Selanjutnya, 26,8 persen responden menyatakan kesesuaian kompetensi sebagai alasan terbesar dari pentingnya kesetaraan penyidik.
Alasan lain, agar ada check and balances sehingga Polri tidak berlaku sewenang-wenang dengan angka 8,5 persen, disusul agar tercipta sistem peradilan yang ideal (8,5 persen), adanya situasi Polri tidak mampu melaksanakan penyidikan (7,0 persen), beberapa kasus diatur oleh UU secara khusus (5,6 persen), kedudukan penyidik sama, tidak ada yang lebih tinggi atau rendah (5,6 persen), dan menghindari ego sektoral (5,6 persen).
Faktor alasan lainnya, ketidaksetaraan penyidik akan menghambat proses penyidikan (4,2 persen), menjadi problematis jika tidak setara (4,2 persen), adanya beberapa situasi Polri tidak bisa menjadi supervisi (2,8 persen), agar lebih profesional (2,8 persen), dan dalam UU kewenangan penyidik dapat dipertanggungjawabkan (2,8 persen).
Baca juga: Akademisi: Upaya paksa tersangka harus libatkan hakim lewat penuntut umum
Dalam survei tersebut, kata Yoes, mayoritas responden dengan angka 73,3 persen menyatakan setuju bahwa penyelesaian perkara di luar sidang harus berkoordinasi dengan penuntut umum dan mendapatkan persetujuan dari pengadilan.
Dengan angka persetujuan 69,3 persen, survei menggambarkan perlu adanya pengaturan dalam KUHAP mengenai batas maksimal waktu penyelidikan.
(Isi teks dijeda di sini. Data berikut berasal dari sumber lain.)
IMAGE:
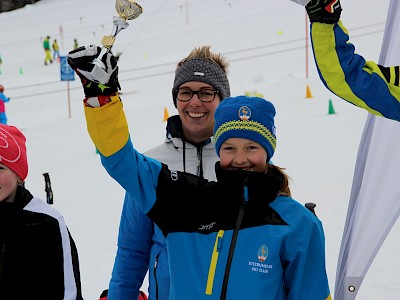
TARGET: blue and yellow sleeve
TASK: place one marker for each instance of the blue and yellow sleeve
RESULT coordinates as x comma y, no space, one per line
108,139
352,78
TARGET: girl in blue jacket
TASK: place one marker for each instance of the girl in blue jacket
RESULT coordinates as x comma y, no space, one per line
242,237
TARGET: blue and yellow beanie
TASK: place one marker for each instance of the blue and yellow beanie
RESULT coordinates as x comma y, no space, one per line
246,117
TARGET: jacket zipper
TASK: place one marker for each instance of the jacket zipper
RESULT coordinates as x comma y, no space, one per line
155,273
3,250
213,263
233,243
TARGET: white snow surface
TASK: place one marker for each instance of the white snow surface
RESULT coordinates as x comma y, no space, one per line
267,45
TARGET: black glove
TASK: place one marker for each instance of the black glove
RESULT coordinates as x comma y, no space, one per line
324,11
97,70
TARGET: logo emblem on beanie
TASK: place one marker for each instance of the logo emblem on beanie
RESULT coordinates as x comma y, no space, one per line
9,148
244,113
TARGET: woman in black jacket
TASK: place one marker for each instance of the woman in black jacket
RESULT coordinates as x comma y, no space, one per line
38,257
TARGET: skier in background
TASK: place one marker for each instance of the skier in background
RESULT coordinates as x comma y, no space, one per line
3,99
76,44
38,257
56,50
46,47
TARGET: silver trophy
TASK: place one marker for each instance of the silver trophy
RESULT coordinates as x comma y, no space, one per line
127,10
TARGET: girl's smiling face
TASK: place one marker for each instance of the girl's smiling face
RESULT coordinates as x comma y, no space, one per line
243,154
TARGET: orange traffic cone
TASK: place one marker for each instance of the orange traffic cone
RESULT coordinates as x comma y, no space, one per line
331,110
308,92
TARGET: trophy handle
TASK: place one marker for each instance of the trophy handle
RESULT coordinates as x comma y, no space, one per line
127,10
108,40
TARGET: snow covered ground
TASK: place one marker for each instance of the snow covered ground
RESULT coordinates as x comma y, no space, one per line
266,44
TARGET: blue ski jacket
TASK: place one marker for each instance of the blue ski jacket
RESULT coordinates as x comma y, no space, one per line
349,76
235,239
141,244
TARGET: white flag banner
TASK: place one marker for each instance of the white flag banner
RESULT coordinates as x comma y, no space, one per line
374,204
301,2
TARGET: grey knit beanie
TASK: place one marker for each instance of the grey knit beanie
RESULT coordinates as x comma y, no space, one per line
200,69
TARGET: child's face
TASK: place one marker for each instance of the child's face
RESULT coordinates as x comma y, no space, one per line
238,153
8,184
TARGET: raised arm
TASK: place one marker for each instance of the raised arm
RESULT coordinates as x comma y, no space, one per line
108,128
345,73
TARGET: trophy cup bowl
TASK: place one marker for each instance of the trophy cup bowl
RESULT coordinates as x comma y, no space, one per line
127,10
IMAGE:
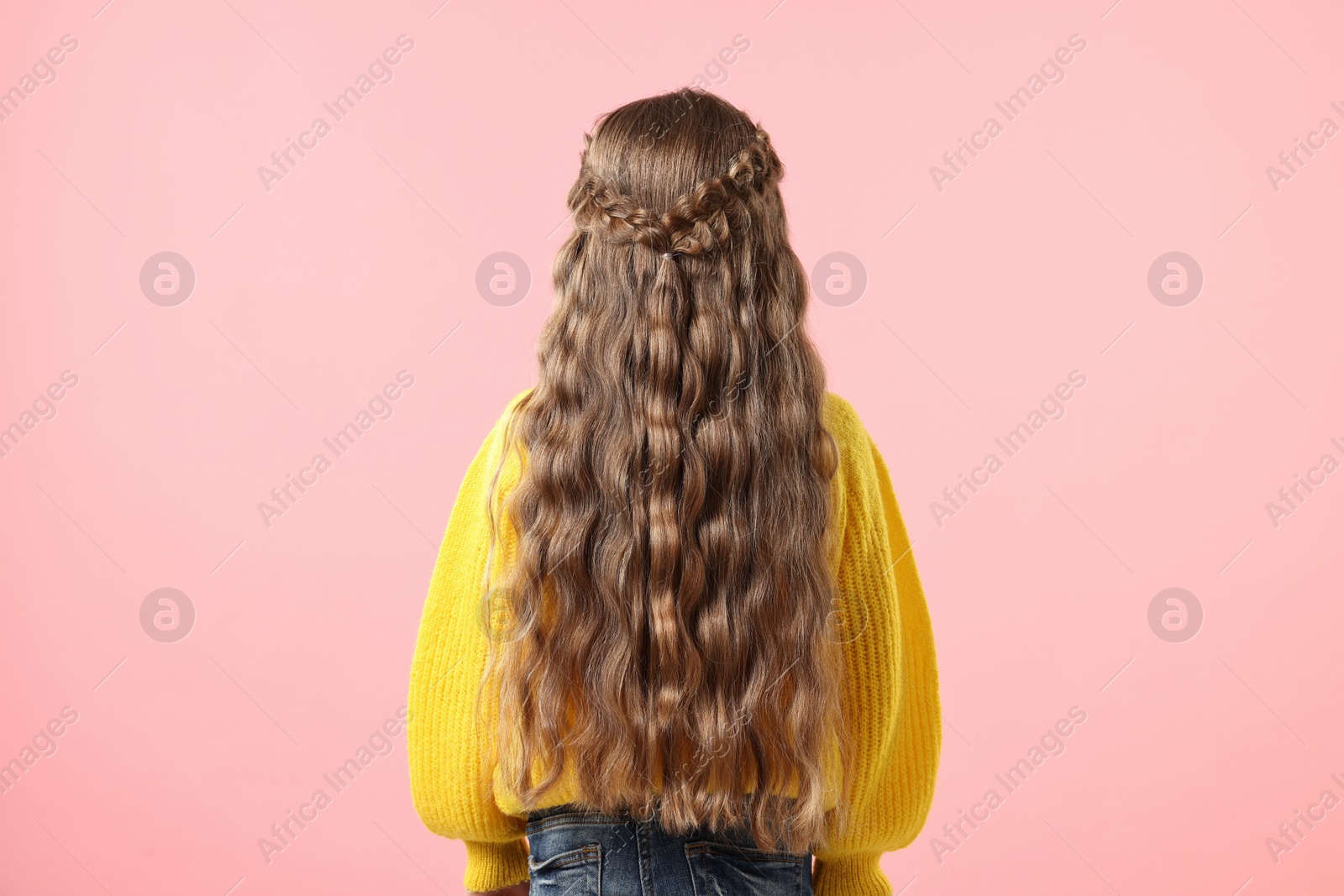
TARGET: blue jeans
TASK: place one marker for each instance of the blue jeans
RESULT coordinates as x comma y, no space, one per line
578,853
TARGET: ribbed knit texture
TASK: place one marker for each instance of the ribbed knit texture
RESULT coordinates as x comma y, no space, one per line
890,691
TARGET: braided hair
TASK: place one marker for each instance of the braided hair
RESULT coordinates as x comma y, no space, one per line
669,593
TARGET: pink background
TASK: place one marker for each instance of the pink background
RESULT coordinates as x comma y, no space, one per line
1032,264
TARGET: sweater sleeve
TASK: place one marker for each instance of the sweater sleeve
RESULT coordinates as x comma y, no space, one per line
890,698
450,777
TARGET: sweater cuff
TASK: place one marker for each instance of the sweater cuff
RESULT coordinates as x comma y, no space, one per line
850,876
494,866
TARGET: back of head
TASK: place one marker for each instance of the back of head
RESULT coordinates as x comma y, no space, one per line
671,587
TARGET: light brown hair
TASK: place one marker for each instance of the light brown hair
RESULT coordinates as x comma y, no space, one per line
667,610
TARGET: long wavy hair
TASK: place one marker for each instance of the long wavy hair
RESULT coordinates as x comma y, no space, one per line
665,614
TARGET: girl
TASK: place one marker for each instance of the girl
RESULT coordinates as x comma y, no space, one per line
675,634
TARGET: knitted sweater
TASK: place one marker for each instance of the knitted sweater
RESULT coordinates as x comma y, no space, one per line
890,691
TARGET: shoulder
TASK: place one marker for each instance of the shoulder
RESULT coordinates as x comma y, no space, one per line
859,464
843,422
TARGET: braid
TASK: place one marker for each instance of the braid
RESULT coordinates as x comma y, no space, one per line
698,223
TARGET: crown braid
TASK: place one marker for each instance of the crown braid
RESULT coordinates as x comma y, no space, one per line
699,222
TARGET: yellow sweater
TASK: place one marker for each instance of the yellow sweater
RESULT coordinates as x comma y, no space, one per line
890,694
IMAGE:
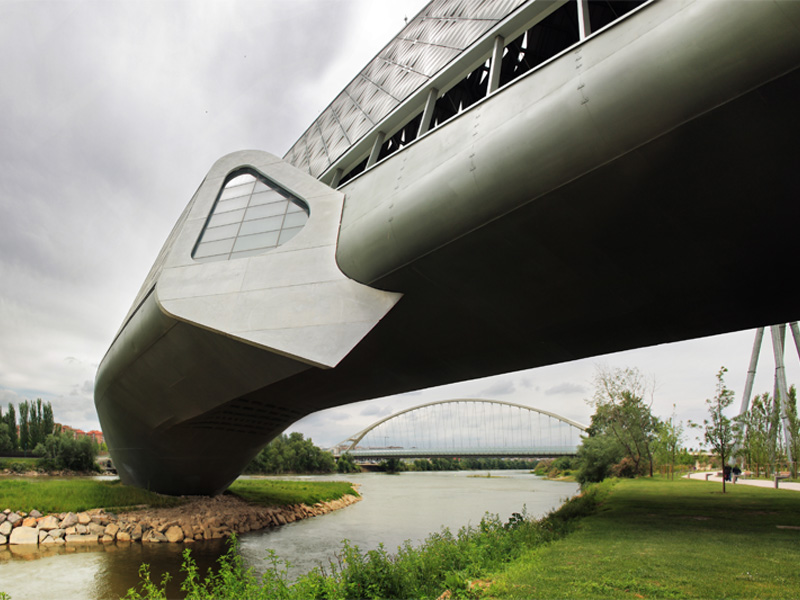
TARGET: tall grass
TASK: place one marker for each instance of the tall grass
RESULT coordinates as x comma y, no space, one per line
273,492
74,495
445,561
Sebesar 66,7 persen hingga 68,4 persen dengan responden berlatar belakang akademisi, NGO maupun aparat penegak hukum sependapat dengan perlu batas waktu penyelidikan.
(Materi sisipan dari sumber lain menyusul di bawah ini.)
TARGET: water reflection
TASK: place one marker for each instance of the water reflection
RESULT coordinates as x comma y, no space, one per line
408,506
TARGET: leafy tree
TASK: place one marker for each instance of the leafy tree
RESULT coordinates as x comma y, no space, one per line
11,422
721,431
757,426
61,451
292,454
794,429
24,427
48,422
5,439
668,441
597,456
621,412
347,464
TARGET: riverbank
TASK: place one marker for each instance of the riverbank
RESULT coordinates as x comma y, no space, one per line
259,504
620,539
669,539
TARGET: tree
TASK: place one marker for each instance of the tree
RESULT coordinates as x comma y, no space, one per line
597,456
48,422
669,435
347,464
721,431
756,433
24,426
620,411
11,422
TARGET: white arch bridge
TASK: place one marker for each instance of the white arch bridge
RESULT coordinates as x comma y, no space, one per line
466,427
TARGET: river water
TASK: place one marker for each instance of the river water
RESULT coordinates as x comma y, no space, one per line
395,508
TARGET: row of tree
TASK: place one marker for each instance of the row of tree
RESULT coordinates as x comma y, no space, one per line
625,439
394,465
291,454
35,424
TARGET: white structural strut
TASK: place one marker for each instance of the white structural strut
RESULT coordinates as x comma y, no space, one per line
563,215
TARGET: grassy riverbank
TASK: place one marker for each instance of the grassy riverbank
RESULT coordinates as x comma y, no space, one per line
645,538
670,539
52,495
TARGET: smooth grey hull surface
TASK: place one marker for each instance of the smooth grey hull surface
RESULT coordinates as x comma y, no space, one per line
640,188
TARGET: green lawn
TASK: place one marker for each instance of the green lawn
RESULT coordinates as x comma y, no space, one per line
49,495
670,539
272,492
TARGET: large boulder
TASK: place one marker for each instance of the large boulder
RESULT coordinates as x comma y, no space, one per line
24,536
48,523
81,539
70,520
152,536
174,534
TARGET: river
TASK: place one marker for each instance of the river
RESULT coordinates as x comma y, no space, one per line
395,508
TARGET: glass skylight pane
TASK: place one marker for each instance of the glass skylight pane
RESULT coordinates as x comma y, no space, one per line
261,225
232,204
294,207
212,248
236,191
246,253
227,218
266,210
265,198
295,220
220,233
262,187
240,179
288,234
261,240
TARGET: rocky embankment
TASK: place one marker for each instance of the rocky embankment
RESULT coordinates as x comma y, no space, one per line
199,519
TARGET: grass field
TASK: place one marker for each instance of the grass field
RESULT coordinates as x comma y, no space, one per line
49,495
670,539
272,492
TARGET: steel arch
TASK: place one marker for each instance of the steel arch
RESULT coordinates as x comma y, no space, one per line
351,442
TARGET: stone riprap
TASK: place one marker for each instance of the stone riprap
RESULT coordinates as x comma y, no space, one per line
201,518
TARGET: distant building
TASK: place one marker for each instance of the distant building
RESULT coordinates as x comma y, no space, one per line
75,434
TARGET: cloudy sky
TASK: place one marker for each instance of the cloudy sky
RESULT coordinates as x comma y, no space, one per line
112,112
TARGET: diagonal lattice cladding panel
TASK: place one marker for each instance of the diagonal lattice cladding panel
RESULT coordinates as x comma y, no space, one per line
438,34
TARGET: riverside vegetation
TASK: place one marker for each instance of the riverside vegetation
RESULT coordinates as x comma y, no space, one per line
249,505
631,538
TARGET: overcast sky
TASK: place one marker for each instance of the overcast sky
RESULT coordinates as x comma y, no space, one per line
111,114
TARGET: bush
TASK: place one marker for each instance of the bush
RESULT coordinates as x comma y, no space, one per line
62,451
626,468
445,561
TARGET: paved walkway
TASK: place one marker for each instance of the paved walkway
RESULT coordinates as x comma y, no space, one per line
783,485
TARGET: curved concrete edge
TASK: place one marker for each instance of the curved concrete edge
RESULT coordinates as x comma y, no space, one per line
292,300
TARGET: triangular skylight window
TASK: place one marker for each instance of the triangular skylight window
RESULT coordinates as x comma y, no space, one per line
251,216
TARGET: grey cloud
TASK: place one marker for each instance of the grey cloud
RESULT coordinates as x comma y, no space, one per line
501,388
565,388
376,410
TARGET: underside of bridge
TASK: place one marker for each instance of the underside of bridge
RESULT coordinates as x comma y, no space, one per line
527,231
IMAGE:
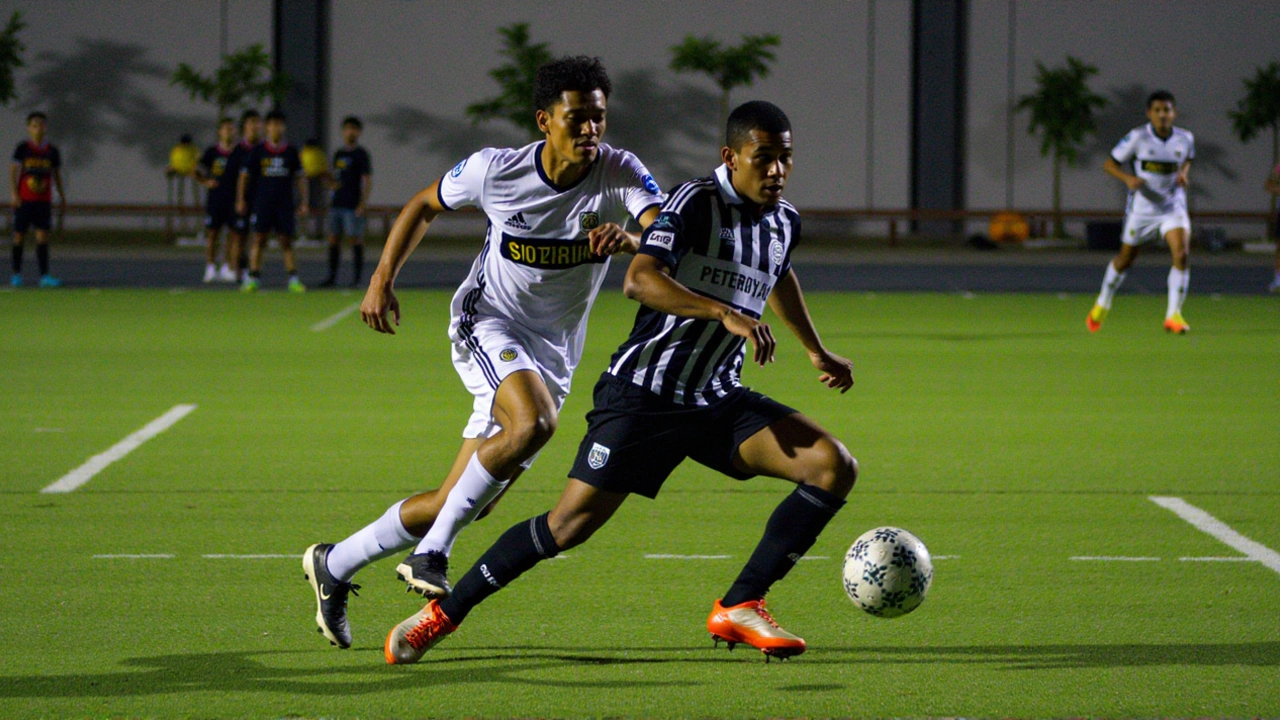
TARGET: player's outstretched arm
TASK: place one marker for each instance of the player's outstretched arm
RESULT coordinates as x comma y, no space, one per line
649,282
787,302
406,233
1114,169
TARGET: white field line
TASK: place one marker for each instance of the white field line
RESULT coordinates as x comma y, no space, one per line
96,464
657,556
336,318
126,556
1114,559
1210,524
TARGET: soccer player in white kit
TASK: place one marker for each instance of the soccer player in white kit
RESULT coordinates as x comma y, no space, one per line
556,210
1161,158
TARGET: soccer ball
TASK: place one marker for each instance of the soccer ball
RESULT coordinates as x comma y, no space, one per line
887,572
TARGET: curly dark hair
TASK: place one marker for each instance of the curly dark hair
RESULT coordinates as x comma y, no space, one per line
568,73
757,114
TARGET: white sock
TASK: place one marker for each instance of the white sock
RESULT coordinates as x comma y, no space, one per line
380,538
476,488
1110,285
1178,282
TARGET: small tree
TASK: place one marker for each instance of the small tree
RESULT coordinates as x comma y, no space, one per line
727,65
243,77
10,57
1063,114
1258,110
516,80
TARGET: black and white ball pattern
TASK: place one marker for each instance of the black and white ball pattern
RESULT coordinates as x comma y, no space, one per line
887,572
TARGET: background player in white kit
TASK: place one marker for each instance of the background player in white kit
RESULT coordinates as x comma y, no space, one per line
1161,158
519,320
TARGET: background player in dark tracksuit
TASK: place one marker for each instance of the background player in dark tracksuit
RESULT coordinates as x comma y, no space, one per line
351,181
251,133
36,171
213,172
275,171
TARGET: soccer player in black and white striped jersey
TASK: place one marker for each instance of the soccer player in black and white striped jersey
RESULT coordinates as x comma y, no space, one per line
707,267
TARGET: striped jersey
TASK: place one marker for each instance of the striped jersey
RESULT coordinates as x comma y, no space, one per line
1156,160
536,269
718,245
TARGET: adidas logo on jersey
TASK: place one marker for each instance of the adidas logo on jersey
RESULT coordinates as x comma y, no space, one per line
517,222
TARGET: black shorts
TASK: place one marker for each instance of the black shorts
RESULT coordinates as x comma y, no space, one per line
635,438
32,214
277,218
219,215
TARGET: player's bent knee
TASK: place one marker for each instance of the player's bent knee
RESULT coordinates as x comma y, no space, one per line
835,469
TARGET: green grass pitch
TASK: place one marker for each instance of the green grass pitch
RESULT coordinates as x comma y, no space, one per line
993,427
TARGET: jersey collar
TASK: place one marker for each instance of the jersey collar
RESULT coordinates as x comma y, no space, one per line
726,186
542,171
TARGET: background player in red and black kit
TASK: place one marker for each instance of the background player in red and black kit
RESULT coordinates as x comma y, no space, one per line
35,173
275,171
251,133
213,173
351,182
"Dari responden yang menyatakan setuju, lebih dari separuhnya (55,7 persen) merasa bahwa maksimal kurang dari tiga bulan waktu penyelidikan sebuah dugaan kasus tindak pidana dilakukan," ungkapnya.
Yoes menjelaskan mayoritas responden (54,5 persen) menilai belum adanya informasi mendapatkan keadilan ketika berurusan dengan aparat penegak hukum.
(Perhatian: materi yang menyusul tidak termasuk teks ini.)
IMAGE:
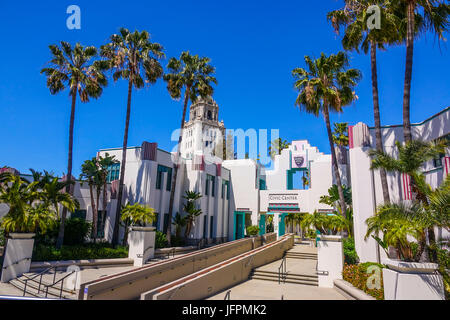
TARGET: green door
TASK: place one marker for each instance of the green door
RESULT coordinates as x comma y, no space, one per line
282,224
262,224
238,225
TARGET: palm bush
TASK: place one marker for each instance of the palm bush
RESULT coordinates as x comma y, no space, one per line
27,212
326,86
76,231
252,230
430,208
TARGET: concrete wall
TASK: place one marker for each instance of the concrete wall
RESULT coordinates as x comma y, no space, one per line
129,285
221,276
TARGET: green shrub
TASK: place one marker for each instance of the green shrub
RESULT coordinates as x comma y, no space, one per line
76,231
178,241
350,255
160,240
357,275
252,230
49,237
79,252
2,238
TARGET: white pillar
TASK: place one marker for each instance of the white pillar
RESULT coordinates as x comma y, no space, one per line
330,262
276,221
363,197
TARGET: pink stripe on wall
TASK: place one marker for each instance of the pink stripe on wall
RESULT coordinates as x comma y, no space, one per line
350,136
447,165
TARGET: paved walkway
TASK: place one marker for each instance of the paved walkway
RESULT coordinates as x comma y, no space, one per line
268,290
256,289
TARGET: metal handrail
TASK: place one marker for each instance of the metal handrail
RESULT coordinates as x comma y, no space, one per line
62,283
17,262
175,291
282,270
171,251
249,261
40,280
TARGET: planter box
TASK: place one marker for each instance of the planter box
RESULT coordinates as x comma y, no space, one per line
141,242
330,260
412,281
17,255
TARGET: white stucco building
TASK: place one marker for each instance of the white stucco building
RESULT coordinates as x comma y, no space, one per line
366,184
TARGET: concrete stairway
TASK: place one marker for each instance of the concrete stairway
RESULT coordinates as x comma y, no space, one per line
306,279
301,262
32,289
301,255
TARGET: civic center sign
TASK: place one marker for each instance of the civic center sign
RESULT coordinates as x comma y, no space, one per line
288,197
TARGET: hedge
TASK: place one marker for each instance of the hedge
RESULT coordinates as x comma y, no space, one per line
79,252
357,275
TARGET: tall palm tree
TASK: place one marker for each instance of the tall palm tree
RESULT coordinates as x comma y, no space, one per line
52,195
411,157
353,17
195,75
277,145
132,57
105,163
73,67
327,86
435,15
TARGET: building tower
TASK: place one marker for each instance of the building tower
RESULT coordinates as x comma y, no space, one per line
203,134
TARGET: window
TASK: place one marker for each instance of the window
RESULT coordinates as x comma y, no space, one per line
101,223
113,172
226,184
262,184
159,173
211,226
437,162
166,223
212,179
207,185
156,221
79,214
205,226
223,188
169,179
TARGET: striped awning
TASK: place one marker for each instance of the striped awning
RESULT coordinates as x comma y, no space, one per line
283,207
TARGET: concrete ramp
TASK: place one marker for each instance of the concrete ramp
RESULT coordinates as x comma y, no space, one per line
221,276
131,284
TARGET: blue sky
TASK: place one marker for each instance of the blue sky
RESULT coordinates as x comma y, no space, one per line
254,46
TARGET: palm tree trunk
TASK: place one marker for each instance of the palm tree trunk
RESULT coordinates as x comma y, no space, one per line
98,192
376,113
105,202
60,240
94,222
408,71
178,158
115,239
334,161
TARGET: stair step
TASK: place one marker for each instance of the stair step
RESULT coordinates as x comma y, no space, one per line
289,275
35,282
304,282
32,290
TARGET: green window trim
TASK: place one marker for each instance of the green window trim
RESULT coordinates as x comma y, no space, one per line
113,172
159,175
Sementara yang menilai informasi tersebut telah tersedia sebanyak 44,46 persen. Selaras, 58,4 persen responden menyatakan tidak setuju ketika ditanya apakah mengetahui hak dan kewajiban mendapatkan keadilan dan diperlakukan secara adil dan manusiawi.
Sedangkan 77, 2 persen responden menyatakan informasi perkembangan setiap perkara kriminal tidak dapat dengan mudah diakses oleh publik. Untuk kepentingan transparansi, mayoritas responden yaitu 88,1 persen setuju RUU KUHAP memasukkan informasi perkembangan setiap perkara kriminal dari awal hingga akhir harus tersedia dalam bentuk digital.
Baca juga: Pakar: RUU KUHAP harus junjung HAM dan atur batas waktu penyidikan
Terkait penegakan hukum, masyarakat masih memiliki kekhawatiran adanya biaya tambahan saat berurusan dengan aparat penegak hukum dengan nilai 68,3 persen responden menyatakan tidak setuju bahwa mereka tak perlu khawatir harus membayar biaya tambahan kepada aparat penegak hukum di luar biaya yang sudah ditetapkan.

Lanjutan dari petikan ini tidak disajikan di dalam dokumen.